Ieri sera la Direzione del lussuoso albergo di Torre Faro ha provveduto a trovare una sistemazione alternativa a tutti i suoi ospiti. Costretti a cambiare struttura anche le nazionali di pallavolo di Italia e Bulgaria
I carabinieri hanno apposto i sigilli ai serbatoi
dell’acqua potabile del Capo Peloro Resort, uno degli alberghi
più lussuosi di Messina. Il provvedimento scaturisce da quanto accaduto ieri sera, quando dai rubinetti dell’albergo di Torre Faro è fuoriuscita acqua di colore giallastro. Alcuni clienti hanno subito avvertito i Carabinieri che hanno raggiunto l’albergo insieme con il personale dell’Asp 5. Questi ultimi hanno prelevato dei campioni del liquido che ora saranno analizzati in laboratorio. In base alle prime ipotesi il grave inconveniente potrebbe essere stato causato dalla rottura di un tubo che avrebbe provocato infiltrazioni di acque nere nella rete idrica.
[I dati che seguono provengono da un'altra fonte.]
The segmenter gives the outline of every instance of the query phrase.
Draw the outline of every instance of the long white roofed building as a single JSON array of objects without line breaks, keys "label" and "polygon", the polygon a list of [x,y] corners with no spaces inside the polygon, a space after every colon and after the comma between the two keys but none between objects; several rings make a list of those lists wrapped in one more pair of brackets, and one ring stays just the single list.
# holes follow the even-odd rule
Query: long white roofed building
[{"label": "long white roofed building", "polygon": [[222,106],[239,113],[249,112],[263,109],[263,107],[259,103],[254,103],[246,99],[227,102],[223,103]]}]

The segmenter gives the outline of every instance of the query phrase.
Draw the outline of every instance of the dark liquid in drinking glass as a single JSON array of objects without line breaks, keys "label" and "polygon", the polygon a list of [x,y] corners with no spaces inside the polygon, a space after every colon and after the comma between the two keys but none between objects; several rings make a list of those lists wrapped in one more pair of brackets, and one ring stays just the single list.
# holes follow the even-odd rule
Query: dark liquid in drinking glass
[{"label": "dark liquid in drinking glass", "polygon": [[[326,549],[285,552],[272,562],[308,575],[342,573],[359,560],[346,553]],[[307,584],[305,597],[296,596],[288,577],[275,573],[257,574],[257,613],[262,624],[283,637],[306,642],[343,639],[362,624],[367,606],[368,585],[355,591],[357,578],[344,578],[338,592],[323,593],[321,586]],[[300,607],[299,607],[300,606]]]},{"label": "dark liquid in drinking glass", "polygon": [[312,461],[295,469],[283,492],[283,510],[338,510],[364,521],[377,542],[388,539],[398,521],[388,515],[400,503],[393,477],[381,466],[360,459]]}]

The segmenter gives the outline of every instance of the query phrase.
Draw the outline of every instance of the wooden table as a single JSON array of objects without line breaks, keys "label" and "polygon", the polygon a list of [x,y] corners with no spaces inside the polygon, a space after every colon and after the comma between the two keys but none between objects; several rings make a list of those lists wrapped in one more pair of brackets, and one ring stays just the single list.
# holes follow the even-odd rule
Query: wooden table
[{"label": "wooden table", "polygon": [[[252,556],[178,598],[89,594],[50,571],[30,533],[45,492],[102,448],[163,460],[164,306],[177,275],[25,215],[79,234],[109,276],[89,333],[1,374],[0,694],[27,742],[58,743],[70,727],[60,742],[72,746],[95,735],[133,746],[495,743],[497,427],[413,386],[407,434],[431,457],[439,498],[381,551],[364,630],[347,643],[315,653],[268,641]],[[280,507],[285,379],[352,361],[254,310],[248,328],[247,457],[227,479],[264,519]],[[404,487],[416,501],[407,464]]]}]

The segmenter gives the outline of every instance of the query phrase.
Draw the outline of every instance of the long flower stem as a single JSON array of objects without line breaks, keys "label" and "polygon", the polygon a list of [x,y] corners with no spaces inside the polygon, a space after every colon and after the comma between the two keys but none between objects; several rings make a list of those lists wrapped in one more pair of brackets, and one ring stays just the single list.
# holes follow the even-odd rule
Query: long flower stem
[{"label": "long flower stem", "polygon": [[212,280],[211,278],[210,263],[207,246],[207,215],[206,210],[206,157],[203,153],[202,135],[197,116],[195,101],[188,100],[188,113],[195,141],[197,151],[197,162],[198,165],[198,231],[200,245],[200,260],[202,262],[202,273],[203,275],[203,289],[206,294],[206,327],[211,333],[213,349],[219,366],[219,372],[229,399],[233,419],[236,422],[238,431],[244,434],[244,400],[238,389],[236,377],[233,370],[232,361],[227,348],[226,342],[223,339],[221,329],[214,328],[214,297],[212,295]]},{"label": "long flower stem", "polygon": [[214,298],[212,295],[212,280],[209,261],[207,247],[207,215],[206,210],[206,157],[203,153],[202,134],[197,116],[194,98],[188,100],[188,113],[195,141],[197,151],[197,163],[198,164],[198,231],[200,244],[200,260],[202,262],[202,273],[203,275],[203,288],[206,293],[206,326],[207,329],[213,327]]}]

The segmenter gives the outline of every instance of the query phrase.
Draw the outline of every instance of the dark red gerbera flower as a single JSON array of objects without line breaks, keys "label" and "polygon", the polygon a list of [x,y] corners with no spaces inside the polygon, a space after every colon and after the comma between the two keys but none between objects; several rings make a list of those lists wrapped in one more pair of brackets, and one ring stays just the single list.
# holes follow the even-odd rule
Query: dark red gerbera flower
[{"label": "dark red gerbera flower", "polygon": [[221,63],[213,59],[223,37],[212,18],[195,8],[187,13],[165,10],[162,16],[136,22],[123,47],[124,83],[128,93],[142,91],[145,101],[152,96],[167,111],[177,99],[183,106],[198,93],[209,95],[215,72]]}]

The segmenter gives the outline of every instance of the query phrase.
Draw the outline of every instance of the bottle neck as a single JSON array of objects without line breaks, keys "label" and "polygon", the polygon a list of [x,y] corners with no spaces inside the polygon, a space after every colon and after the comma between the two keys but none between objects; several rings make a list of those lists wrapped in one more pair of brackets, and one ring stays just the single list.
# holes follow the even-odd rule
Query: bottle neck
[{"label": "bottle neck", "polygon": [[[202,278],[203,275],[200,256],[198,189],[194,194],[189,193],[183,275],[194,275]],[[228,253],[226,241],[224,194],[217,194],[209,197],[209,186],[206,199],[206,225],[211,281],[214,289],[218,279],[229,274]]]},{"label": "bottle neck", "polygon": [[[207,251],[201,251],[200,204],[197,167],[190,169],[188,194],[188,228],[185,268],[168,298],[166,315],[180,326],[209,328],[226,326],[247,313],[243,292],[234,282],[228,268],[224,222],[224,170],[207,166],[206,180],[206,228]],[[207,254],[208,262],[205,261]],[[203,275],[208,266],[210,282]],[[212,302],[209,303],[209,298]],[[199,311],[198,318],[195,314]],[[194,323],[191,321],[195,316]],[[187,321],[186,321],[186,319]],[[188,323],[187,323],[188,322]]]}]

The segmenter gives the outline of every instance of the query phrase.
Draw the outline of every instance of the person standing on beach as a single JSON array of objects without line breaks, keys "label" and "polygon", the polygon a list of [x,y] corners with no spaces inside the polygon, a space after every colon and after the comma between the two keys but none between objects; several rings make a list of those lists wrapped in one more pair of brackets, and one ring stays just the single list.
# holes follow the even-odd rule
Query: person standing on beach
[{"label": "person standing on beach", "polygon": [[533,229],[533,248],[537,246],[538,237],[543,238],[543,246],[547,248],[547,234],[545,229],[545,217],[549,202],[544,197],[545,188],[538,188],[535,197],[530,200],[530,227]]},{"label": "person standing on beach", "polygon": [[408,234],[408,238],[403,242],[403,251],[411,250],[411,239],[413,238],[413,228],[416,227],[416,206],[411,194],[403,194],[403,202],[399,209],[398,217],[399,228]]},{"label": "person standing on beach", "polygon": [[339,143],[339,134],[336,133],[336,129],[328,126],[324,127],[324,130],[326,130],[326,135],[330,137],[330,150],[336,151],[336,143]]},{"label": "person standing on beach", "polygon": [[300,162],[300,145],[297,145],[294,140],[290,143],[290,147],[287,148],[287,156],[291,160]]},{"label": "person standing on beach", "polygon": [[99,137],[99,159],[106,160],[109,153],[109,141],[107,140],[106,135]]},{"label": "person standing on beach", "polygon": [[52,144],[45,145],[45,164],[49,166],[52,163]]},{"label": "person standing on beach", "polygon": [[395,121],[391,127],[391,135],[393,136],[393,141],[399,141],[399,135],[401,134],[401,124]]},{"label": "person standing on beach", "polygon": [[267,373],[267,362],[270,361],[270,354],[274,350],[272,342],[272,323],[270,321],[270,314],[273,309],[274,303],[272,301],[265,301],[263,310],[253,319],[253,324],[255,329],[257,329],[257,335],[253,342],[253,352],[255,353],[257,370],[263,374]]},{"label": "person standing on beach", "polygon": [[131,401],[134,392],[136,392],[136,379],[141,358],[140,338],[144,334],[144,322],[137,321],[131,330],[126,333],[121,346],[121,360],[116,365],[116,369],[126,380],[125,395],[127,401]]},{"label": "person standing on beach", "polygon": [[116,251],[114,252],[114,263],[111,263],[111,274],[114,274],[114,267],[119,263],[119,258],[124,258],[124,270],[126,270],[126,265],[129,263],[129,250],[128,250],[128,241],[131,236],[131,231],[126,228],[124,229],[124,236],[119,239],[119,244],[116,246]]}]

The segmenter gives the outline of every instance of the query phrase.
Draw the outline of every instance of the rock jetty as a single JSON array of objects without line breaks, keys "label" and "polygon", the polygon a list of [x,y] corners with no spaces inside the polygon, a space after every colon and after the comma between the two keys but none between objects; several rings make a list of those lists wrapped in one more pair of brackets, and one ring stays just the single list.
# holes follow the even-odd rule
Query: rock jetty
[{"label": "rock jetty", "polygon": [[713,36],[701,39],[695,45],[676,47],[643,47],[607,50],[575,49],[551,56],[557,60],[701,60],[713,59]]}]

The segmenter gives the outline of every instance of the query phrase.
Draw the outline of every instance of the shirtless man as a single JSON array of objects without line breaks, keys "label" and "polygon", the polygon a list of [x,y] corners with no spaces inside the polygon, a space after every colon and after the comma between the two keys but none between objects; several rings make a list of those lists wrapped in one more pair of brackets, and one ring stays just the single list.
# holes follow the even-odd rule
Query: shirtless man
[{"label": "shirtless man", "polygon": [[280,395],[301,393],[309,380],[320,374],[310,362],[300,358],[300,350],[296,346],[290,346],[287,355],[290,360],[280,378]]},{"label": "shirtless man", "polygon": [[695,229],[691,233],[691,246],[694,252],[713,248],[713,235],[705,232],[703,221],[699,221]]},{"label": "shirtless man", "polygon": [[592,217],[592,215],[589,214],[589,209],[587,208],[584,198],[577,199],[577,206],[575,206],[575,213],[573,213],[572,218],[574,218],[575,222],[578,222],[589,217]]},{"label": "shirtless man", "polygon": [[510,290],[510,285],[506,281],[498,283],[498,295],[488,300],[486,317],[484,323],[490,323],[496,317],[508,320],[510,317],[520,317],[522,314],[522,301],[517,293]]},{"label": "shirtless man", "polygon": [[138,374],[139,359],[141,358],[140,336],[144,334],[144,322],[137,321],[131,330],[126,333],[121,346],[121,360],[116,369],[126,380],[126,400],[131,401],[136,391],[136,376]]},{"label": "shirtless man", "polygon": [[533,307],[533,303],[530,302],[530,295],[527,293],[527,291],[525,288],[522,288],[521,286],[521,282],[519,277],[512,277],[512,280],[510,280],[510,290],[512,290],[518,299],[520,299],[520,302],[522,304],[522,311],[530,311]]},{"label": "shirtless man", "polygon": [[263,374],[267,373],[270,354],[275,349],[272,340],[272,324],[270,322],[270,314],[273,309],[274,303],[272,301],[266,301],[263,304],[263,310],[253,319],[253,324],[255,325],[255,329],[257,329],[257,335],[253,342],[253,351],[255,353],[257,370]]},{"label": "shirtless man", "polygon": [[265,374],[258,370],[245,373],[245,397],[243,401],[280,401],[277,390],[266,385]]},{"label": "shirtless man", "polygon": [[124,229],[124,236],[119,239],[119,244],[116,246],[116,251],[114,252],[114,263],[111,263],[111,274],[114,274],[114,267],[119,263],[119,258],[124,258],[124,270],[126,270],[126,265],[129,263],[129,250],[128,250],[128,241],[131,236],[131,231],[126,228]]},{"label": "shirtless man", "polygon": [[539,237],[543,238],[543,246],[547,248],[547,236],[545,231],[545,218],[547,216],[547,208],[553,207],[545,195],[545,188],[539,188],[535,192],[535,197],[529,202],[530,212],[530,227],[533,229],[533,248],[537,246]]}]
Tale possibilità sarebbe avvalorata dai ripetuti sversamenti di liquami fognari verificatisi nei giorni scorsi in più punti della via circuito, nonchè da medesimi inconvenienti di fuoriuscita di acque maleodoranti in alcune abitazioni della zona.
Immediatamente il Capo Peloro Resort è stato comunque sgomberato in via cautelativa dalla stessa Direzione, che ha provveduto a dirottare la propria clientela su altre strutture. Nell’albergo di Torre Faro si trovavano anche gli atleti delle nazionali di pallavolo di Italia e Bulgaria, impegnati stasera in un match amichevole. Le due squadre a tarda sera hanno lasciato l’albergo per sistemarsi in un hotel del centro cittadino. Stessa sorte è toccata agli altri ospiti fra i quali alcuni sfollati dell’alluvione del primo ottobre scorso. Persone che ad undici mesi dalla tragedia che ha colpito la zona sud vivono ancora in albergo e che ieri sera sono state costrette a trovare un’altra sistemazione. Ma in questo, così come tutti gli altri ospiti del Capo Peloro Resort, sono state assistite dal personale dell’albergo di Torre Faro.